All the ingredients are there – a fascinating tale of a boy-King crowned in the midst of the last World War, forced to flee his country and live in exile, only to triumphantly return after the collapse of the Soviet Union to claim a democratically elected leadership position decades after he first held office.

Unfortunately, the above summary, spelled out in the film’s first minutes, is highlight of the entirety of the film. Sure, we get a relatively tame interview with the subject, and we’re told of the eventual downfall of his government (something about not living up to expectations of “hope and change” resonates with today’s audience). Yet, throughout this is a pretty dull and dreary presentation, one that never lives up to the promise of its underlying narrative.

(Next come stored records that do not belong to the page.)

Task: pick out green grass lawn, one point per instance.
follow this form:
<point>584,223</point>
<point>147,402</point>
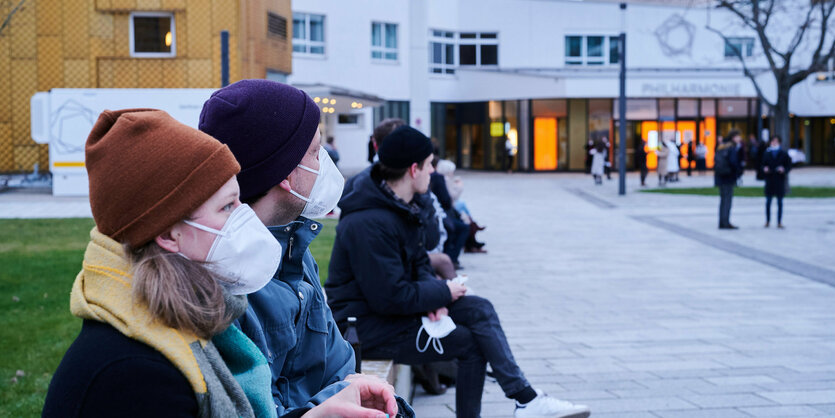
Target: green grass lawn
<point>39,260</point>
<point>749,191</point>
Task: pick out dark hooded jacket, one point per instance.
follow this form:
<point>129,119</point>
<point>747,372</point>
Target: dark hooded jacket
<point>379,271</point>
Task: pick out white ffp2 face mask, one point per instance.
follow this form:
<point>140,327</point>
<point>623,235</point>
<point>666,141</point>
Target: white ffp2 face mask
<point>435,330</point>
<point>326,191</point>
<point>244,250</point>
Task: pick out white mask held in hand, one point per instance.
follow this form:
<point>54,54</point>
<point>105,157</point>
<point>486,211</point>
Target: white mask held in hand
<point>326,191</point>
<point>244,250</point>
<point>435,330</point>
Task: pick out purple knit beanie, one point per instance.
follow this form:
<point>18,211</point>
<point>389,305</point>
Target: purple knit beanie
<point>267,125</point>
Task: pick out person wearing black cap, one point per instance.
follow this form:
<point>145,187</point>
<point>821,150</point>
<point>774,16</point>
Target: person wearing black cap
<point>287,178</point>
<point>379,272</point>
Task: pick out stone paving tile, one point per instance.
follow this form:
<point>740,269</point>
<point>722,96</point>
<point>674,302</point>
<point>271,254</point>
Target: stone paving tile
<point>704,413</point>
<point>782,411</point>
<point>806,397</point>
<point>727,401</point>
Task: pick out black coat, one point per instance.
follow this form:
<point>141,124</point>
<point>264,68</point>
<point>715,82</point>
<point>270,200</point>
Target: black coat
<point>775,182</point>
<point>379,271</point>
<point>106,374</point>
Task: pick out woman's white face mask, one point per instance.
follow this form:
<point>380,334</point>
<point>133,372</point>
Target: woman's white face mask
<point>326,191</point>
<point>244,250</point>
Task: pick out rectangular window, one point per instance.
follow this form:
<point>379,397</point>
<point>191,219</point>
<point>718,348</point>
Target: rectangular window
<point>308,33</point>
<point>574,50</point>
<point>475,49</point>
<point>152,35</point>
<point>442,52</point>
<point>742,46</point>
<point>384,41</point>
<point>276,25</point>
<point>614,50</point>
<point>591,50</point>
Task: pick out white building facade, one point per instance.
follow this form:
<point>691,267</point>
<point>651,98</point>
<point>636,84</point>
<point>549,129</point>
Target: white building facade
<point>541,75</point>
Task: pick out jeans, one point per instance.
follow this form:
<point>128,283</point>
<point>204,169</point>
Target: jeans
<point>726,195</point>
<point>477,339</point>
<point>779,208</point>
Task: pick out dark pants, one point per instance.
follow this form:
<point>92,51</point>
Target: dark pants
<point>458,232</point>
<point>779,208</point>
<point>477,339</point>
<point>726,194</point>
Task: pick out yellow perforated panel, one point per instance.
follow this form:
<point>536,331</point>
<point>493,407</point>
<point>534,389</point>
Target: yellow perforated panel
<point>105,74</point>
<point>200,74</point>
<point>24,85</point>
<point>50,65</point>
<point>148,4</point>
<point>76,74</point>
<point>124,74</point>
<point>22,30</point>
<point>6,149</point>
<point>49,17</point>
<point>76,31</point>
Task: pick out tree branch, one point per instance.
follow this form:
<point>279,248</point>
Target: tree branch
<point>9,17</point>
<point>745,69</point>
<point>768,49</point>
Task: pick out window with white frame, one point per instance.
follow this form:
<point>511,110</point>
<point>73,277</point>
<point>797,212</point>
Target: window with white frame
<point>739,46</point>
<point>448,49</point>
<point>442,52</point>
<point>308,34</point>
<point>384,41</point>
<point>152,35</point>
<point>481,49</point>
<point>591,50</point>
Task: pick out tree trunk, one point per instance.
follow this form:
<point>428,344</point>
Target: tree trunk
<point>782,124</point>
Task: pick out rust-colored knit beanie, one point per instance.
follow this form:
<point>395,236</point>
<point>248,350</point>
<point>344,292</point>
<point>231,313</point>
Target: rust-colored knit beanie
<point>148,171</point>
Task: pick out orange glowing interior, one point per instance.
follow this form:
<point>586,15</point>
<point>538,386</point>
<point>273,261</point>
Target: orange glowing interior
<point>545,143</point>
<point>646,128</point>
<point>707,128</point>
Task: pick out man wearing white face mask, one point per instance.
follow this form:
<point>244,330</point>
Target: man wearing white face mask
<point>287,178</point>
<point>379,272</point>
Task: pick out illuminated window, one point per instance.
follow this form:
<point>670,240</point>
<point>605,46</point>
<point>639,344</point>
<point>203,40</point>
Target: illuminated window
<point>276,25</point>
<point>743,46</point>
<point>591,50</point>
<point>308,34</point>
<point>152,35</point>
<point>473,49</point>
<point>384,41</point>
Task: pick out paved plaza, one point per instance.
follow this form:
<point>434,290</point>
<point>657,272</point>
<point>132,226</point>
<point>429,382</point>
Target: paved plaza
<point>638,305</point>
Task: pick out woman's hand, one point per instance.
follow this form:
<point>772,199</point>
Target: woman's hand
<point>365,397</point>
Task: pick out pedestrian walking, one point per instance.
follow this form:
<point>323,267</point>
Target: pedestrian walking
<point>598,155</point>
<point>727,170</point>
<point>510,151</point>
<point>701,158</point>
<point>673,163</point>
<point>641,161</point>
<point>775,167</point>
<point>690,158</point>
<point>662,153</point>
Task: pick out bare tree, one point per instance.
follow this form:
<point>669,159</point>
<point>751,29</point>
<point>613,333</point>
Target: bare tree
<point>810,33</point>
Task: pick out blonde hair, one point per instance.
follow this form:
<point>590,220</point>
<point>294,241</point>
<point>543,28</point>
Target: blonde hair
<point>180,293</point>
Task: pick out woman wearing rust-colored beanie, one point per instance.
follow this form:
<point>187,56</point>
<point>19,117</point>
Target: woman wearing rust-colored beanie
<point>156,323</point>
<point>173,255</point>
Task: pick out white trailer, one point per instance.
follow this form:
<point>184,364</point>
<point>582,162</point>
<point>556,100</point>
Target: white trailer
<point>63,119</point>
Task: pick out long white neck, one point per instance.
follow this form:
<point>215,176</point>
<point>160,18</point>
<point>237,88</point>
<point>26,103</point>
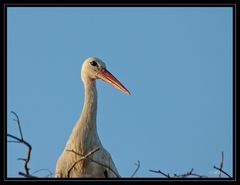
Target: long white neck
<point>84,137</point>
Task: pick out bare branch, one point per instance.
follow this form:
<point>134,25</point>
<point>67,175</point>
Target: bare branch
<point>138,166</point>
<point>164,174</point>
<point>21,140</point>
<point>190,173</point>
<point>18,122</point>
<point>221,165</point>
<point>26,175</point>
<point>44,169</point>
<point>221,170</point>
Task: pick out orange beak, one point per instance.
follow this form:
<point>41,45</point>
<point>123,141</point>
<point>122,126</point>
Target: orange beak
<point>106,76</point>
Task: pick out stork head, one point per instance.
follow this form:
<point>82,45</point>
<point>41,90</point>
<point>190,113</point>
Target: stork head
<point>93,68</point>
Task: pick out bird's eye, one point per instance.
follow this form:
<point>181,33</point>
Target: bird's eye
<point>93,63</point>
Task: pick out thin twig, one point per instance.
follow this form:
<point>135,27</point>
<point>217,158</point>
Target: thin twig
<point>221,165</point>
<point>45,169</point>
<point>26,175</point>
<point>21,140</point>
<point>190,173</point>
<point>164,174</point>
<point>138,166</point>
<point>18,122</point>
<point>222,171</point>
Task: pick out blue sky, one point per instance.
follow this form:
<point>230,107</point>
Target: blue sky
<point>175,61</point>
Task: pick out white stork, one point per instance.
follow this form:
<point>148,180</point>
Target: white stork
<point>84,155</point>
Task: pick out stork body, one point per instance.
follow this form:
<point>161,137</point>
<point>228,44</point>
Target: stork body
<point>84,155</point>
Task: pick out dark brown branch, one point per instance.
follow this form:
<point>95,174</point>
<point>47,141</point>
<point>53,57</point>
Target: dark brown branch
<point>21,140</point>
<point>44,169</point>
<point>26,175</point>
<point>222,171</point>
<point>190,173</point>
<point>18,122</point>
<point>138,166</point>
<point>28,153</point>
<point>164,174</point>
<point>221,165</point>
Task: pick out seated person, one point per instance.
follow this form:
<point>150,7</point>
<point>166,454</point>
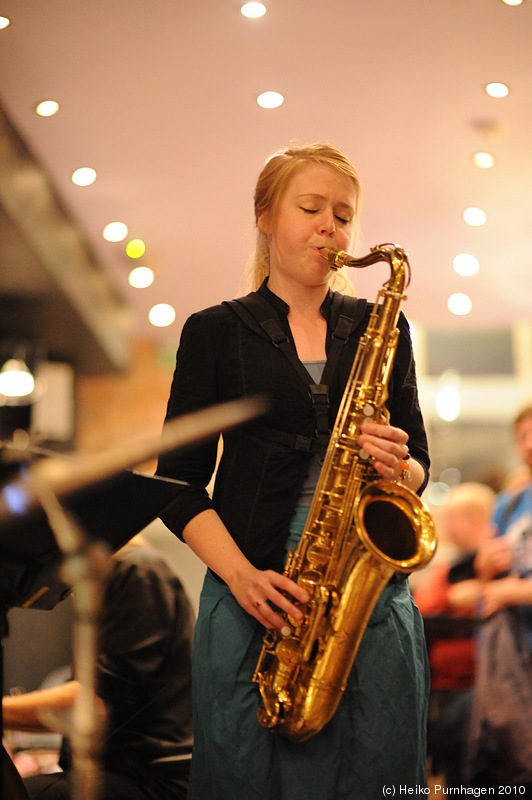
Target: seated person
<point>143,681</point>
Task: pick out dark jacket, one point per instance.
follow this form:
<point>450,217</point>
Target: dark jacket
<point>258,480</point>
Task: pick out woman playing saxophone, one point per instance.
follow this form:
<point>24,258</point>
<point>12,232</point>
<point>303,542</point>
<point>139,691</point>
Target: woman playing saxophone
<point>307,200</point>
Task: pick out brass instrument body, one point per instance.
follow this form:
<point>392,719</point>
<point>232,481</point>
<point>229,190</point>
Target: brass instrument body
<point>360,530</point>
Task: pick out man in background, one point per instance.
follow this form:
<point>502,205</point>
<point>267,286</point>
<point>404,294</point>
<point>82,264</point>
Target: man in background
<point>143,679</point>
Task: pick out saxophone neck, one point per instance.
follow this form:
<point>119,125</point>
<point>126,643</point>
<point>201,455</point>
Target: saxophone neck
<point>392,253</point>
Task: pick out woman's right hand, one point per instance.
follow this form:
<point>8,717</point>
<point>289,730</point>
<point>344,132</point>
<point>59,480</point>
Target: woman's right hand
<point>261,592</point>
<point>257,591</point>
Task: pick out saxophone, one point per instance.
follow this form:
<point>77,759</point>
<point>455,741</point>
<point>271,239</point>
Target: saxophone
<point>360,530</point>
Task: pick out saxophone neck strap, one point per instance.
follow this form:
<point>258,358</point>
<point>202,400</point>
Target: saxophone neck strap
<point>257,313</point>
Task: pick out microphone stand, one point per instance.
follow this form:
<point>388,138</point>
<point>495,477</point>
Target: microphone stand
<point>86,567</point>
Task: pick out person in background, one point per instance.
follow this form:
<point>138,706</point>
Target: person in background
<point>143,680</point>
<point>447,590</point>
<point>499,749</point>
<point>306,198</point>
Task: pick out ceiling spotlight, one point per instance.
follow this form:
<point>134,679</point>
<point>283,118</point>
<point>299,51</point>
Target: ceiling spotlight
<point>115,232</point>
<point>84,176</point>
<point>253,10</point>
<point>47,108</point>
<point>135,248</point>
<point>497,89</point>
<point>474,217</point>
<point>15,379</point>
<point>270,99</point>
<point>466,264</point>
<point>483,160</point>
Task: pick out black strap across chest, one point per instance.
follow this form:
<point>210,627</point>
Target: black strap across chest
<point>255,311</point>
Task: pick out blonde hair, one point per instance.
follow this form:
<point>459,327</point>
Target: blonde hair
<point>272,182</point>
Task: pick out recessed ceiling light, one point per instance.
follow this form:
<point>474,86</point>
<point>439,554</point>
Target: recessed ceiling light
<point>459,304</point>
<point>474,217</point>
<point>135,248</point>
<point>270,99</point>
<point>115,232</point>
<point>497,89</point>
<point>84,176</point>
<point>465,264</point>
<point>47,108</point>
<point>483,160</point>
<point>253,10</point>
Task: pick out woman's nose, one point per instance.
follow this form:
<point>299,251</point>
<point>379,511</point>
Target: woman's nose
<point>327,222</point>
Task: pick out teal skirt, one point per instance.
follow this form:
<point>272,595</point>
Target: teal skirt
<point>375,740</point>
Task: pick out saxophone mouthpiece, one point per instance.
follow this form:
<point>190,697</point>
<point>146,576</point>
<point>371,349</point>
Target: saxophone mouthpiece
<point>333,257</point>
<point>337,258</point>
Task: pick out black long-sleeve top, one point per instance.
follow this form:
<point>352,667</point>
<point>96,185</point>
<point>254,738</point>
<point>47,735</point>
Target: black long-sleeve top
<point>258,481</point>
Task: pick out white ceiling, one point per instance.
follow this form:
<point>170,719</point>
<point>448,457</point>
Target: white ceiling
<point>158,96</point>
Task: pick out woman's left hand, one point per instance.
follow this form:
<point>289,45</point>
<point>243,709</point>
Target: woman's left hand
<point>387,446</point>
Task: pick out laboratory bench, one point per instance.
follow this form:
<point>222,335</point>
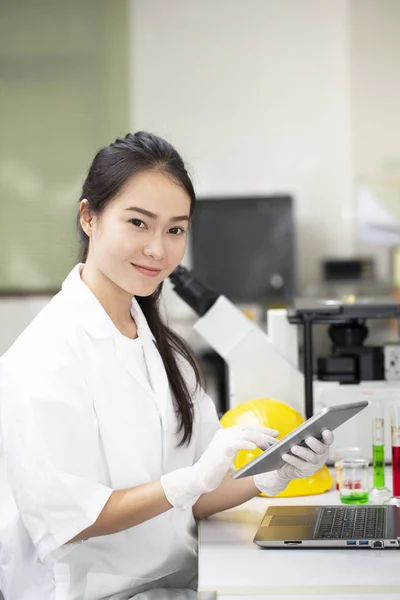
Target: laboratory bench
<point>231,566</point>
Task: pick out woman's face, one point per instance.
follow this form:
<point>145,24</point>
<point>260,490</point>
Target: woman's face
<point>140,237</point>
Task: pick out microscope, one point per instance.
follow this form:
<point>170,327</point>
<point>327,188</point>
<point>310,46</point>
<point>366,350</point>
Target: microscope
<point>266,364</point>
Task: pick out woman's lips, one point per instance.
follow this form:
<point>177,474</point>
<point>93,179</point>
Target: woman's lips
<point>147,272</point>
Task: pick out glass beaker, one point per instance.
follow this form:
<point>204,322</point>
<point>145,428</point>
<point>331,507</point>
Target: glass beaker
<point>354,480</point>
<point>341,454</point>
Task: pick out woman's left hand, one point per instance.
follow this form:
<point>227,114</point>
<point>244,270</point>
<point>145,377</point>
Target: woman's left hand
<point>307,461</point>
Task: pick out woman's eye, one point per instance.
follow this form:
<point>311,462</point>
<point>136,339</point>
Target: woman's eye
<point>177,230</point>
<point>137,222</point>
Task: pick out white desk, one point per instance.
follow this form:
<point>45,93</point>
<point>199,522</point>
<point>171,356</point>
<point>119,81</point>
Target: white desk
<point>231,566</point>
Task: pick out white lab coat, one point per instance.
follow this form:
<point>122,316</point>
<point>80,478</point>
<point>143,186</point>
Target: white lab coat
<point>79,420</point>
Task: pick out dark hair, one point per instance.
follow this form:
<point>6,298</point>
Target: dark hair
<point>111,168</point>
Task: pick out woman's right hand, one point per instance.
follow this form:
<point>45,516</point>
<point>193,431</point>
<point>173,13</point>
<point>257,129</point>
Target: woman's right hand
<point>183,487</point>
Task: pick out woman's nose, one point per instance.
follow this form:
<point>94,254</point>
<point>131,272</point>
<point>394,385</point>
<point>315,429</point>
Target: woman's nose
<point>155,248</point>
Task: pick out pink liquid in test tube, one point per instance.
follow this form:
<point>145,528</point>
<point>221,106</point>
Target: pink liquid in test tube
<point>395,427</point>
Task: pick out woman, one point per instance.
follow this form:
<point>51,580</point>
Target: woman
<point>110,447</point>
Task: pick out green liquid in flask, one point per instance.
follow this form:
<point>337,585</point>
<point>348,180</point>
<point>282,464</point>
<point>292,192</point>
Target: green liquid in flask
<point>379,466</point>
<point>355,498</point>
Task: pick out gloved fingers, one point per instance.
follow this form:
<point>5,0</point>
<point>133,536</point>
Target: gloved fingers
<point>316,445</point>
<point>294,461</point>
<point>261,429</point>
<point>262,440</point>
<point>243,445</point>
<point>306,454</point>
<point>327,437</point>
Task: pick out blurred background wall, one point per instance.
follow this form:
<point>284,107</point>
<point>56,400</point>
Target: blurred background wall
<point>260,97</point>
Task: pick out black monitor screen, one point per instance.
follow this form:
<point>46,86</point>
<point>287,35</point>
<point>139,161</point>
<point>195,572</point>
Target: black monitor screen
<point>243,247</point>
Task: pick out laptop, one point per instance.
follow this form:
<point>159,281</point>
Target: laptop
<point>336,526</point>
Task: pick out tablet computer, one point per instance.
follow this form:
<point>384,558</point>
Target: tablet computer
<point>330,417</point>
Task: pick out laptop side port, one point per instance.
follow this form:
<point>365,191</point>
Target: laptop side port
<point>293,542</point>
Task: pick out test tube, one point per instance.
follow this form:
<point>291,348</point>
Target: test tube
<point>395,428</point>
<point>379,493</point>
<point>378,448</point>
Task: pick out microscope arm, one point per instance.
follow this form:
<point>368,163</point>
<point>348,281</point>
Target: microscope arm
<point>257,369</point>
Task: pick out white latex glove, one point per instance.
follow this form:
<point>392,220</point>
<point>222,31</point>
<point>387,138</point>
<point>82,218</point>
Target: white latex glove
<point>183,487</point>
<point>306,463</point>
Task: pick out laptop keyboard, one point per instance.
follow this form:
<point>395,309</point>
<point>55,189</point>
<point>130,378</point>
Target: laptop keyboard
<point>344,523</point>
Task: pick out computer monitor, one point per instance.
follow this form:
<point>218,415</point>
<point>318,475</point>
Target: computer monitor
<point>242,247</point>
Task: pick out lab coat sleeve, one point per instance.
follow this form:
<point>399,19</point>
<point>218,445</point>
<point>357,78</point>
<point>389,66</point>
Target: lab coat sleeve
<point>208,423</point>
<point>50,456</point>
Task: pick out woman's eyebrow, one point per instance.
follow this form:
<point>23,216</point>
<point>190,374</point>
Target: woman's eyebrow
<point>151,215</point>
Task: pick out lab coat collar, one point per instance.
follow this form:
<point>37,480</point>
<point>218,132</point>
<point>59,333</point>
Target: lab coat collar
<point>92,315</point>
<point>98,324</point>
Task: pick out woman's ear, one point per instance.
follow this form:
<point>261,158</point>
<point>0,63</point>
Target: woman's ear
<point>85,217</point>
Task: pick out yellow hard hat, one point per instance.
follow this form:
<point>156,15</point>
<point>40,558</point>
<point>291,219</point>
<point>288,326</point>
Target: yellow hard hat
<point>276,415</point>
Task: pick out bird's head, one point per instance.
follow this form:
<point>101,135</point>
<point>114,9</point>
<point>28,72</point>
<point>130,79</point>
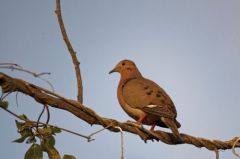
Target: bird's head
<point>126,68</point>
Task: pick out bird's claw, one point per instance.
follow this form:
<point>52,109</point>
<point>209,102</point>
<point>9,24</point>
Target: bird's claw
<point>137,124</point>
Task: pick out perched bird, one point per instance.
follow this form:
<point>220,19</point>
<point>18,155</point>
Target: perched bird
<point>144,100</point>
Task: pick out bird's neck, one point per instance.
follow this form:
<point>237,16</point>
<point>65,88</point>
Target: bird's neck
<point>125,76</point>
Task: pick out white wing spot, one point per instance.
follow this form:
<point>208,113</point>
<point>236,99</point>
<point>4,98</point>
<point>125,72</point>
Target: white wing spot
<point>152,106</point>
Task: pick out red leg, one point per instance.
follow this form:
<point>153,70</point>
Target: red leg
<point>141,119</point>
<point>152,127</point>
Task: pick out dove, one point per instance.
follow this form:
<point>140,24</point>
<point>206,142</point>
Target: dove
<point>144,100</point>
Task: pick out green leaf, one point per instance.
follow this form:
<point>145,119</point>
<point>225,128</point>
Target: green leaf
<point>45,131</point>
<point>69,157</point>
<point>55,130</point>
<point>4,104</point>
<point>24,135</point>
<point>49,141</point>
<point>34,152</point>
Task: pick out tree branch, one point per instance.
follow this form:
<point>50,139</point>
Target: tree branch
<point>71,51</point>
<point>44,96</point>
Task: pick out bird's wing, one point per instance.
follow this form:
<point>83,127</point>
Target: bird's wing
<point>146,95</point>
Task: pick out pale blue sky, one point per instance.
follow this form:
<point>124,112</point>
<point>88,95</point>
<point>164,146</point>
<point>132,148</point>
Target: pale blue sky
<point>191,48</point>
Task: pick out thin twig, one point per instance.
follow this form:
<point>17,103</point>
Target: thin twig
<point>217,153</point>
<point>122,142</point>
<point>13,66</point>
<point>233,148</point>
<point>39,117</point>
<point>96,132</point>
<point>35,122</point>
<point>71,51</point>
<point>48,114</point>
<point>16,98</point>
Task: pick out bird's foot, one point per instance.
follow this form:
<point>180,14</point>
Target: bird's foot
<point>137,124</point>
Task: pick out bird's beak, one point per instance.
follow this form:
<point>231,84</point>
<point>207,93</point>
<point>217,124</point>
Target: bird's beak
<point>114,70</point>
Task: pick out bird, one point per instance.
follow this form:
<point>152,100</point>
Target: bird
<point>144,100</point>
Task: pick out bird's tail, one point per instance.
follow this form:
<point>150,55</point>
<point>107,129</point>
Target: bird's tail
<point>171,124</point>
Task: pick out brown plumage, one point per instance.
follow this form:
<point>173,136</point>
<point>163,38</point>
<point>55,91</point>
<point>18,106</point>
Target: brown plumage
<point>143,100</point>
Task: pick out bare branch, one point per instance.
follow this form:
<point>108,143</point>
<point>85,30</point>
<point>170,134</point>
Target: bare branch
<point>38,122</point>
<point>42,95</point>
<point>13,66</point>
<point>71,51</point>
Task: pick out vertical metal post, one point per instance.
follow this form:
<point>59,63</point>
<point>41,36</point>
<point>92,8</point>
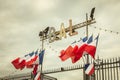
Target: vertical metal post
<point>102,71</point>
<point>43,57</point>
<point>117,69</point>
<point>108,70</point>
<point>87,77</point>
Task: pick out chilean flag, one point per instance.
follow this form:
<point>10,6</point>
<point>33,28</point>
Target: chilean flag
<point>91,48</point>
<point>37,77</point>
<point>78,50</point>
<point>89,69</point>
<point>67,53</point>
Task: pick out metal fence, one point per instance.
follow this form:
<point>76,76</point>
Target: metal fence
<point>108,69</point>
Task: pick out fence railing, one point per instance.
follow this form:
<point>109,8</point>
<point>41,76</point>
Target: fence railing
<point>107,69</point>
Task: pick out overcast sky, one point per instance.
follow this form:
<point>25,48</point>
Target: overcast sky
<point>21,21</point>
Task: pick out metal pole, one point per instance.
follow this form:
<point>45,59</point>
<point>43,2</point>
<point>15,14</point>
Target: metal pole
<point>87,77</point>
<point>43,57</point>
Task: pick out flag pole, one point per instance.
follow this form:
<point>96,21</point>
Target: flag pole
<point>41,77</point>
<point>87,56</point>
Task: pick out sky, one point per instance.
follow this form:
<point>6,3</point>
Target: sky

Some egregious moments really bring the mood down. There’s scenes of people singing, literally, the praises of the one-time king by some of his Bulgarian subjects/electorate. All have terrible voices, some perform in a fashion that comes across as camp. One quite striking scene was with around a moribund table as the vestiges of the Bulgarian communist movement gather for a general council, complete with note taking and bickering that no doubt has accompanied the meetings for decades.

The whole thing is a bit shambolic, yet underneath I think there’s a really interesting story and some quirky characters that deserve illumination. Told with wit and humour by the likes of Herzog or Morris, this could have been exceptional. Instead, we’re left with a tedious exercise in first-person documentary form, a film that feels very much longer than its actual running time would have you believe.